In the Northern Hemisphere, we officially cross over from spring to summer today. This means it’s time to share comments about the weather with friends living further north. It means that I’m now running out of suggestions for friends at the Day Job as to what their kids can do on summer vacation that won’t cost a fortune. (I’m afraid “how about getting them jobs in a coal mine and telling them ‘it’s steampunk’?” doesn’t go over all that well, but that’s only because the nearest mines are in Tennessee.) Best of all, it means that it’s time to make the world’s postal carriers HATE me. It’s time for freebies.
Here’s the situation. It started when I was organizing my office. (Let’s be honest. “Organizing my office” is much like giving a corpse an enema because “it couldn’t hurt.” The place looks as if Hunter S. Thompson camped out there for a month. Let me say “I was attempting to prevent an avalanche of old papers threatening to smash down the wall and entomb my neighbor in 20-year-old correspondence.”) While wondering if I had enough cord to connect the detonator to the primary charges, I came across a cardboard box left over from a promotional campaign three years ago. Inside that box…

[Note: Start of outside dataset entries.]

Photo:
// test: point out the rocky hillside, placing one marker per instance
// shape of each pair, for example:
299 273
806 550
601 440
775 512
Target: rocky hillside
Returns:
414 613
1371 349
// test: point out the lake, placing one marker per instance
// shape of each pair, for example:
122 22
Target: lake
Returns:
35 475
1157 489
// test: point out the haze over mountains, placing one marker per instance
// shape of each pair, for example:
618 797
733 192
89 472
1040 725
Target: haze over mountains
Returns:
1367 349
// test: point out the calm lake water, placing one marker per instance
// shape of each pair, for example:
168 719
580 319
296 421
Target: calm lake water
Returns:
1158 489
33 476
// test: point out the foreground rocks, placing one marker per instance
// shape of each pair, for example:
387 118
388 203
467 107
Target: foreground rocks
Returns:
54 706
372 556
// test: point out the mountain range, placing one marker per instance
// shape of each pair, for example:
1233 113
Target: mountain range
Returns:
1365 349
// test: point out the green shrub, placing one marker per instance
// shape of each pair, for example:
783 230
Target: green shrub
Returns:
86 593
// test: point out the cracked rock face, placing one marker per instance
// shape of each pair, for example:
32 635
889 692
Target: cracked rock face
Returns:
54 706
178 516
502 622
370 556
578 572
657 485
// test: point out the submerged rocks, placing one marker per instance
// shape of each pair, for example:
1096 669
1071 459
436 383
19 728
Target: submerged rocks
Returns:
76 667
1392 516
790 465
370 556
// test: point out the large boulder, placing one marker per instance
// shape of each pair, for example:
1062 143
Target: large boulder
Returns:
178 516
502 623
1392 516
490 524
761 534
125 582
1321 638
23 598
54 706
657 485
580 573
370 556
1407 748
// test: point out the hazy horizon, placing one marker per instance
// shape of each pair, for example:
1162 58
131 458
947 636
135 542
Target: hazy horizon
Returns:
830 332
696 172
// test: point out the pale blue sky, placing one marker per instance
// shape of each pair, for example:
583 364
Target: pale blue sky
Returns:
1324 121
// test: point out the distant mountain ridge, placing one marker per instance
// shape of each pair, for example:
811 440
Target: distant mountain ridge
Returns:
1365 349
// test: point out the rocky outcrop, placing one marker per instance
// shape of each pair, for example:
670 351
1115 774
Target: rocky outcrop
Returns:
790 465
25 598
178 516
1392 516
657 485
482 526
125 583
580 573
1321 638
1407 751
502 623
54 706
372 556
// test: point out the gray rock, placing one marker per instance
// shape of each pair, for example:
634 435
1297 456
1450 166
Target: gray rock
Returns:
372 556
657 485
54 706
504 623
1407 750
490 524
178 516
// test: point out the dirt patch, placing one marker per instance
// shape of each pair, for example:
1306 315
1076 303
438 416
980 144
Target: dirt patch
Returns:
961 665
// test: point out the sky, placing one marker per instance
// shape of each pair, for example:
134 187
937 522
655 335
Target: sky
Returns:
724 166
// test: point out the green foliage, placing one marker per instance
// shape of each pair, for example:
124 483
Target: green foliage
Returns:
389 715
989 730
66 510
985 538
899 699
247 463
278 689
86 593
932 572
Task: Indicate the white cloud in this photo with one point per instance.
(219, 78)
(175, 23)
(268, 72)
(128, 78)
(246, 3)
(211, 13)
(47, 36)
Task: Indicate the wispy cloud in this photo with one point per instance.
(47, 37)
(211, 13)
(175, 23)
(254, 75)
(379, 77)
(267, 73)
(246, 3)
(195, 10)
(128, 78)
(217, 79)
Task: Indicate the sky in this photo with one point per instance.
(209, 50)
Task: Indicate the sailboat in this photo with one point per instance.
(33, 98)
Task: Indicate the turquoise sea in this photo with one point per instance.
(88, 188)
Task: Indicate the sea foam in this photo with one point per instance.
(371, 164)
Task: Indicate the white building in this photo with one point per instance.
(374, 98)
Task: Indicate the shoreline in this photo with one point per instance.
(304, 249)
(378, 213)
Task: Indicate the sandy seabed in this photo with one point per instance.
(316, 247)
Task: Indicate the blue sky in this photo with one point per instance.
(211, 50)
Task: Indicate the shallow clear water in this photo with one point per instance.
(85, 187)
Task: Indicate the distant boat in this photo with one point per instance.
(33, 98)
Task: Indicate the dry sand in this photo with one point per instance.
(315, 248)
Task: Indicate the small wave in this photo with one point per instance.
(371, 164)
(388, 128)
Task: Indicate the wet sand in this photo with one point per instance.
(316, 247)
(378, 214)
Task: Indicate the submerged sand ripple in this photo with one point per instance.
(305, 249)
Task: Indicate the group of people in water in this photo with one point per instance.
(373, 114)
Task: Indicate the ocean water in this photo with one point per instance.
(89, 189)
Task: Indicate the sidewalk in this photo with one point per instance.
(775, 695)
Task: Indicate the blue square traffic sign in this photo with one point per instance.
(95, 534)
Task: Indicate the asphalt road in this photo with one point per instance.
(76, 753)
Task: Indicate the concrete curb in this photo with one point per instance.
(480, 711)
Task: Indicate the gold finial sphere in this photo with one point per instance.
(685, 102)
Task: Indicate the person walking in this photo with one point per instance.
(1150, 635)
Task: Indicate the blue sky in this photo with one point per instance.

Well, inside the box was treasure for the right people. And it can be yours, should you be so inclined.
Inside the box were 70 individual envelopes, labeled with return addresses and filled with goodies. Specifically, each one contains a Triffid Ranch sticker, a Triffid Ranch button, and other random items. All you need to do to get one is ask. The first 70 people to send a mailing address gets an envelope in return.
Because everyone looks side-eyed whenever I offer free items, here are the rules:
Numero Uno: One envelope will be sent per address. This may be home, work, mail drop, or slot in the side of a tree. However, if you know of people who’d enjoy getting something for free this summer, include their addresses as well.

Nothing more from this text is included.